Sure, what I'm saying is more that localStorage doesn't have the standards equivalent of an SLA guaranteeing it'll work for the "within the lifecycle of one page" use-case. Apple, I think, are just being opinionated (and pushy) here: they think the right way to tell a web-app "your localStorage won't save" is to undefine the API, making trying to write to or read from localStorage raise an exception, so that your app is then forced to decide whether it can go on without localStorage (by handling the exception, or by using a polyfill which does the same) or that it can't (by just telling the user "don't use this page in Private Browsing mode, doofus!" and stalling out.)

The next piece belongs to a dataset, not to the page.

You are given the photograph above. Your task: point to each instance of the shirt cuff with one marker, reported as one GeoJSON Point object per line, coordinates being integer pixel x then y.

It's certainly not the approach everyone would be happy with, but it allows developers much more flexibility than the contrary case, where private browsing is a silent effect that might make apps do very stupid things (like, say, downloading the same huge asset bundle into localStorage over and over.)

> downloading the same huge asset bundle into localStorage

This would happen anyway no matter what storage or cache is used since all data is cleared after private browsing session is over.

Breaking localstorage (with an over-quota error) is not the way to deal with this. Polyfills are just more crap in complexity and downloaded bytes to compensate for a browser's issues.

It would be much better to have a navigator.isPrivate flag enabled so apps can check the environment accurately, not guess based on whether certain APIs work or not. It's not about SLAs but supporting standards. Deleting client-side data is all that private browsing needs to do.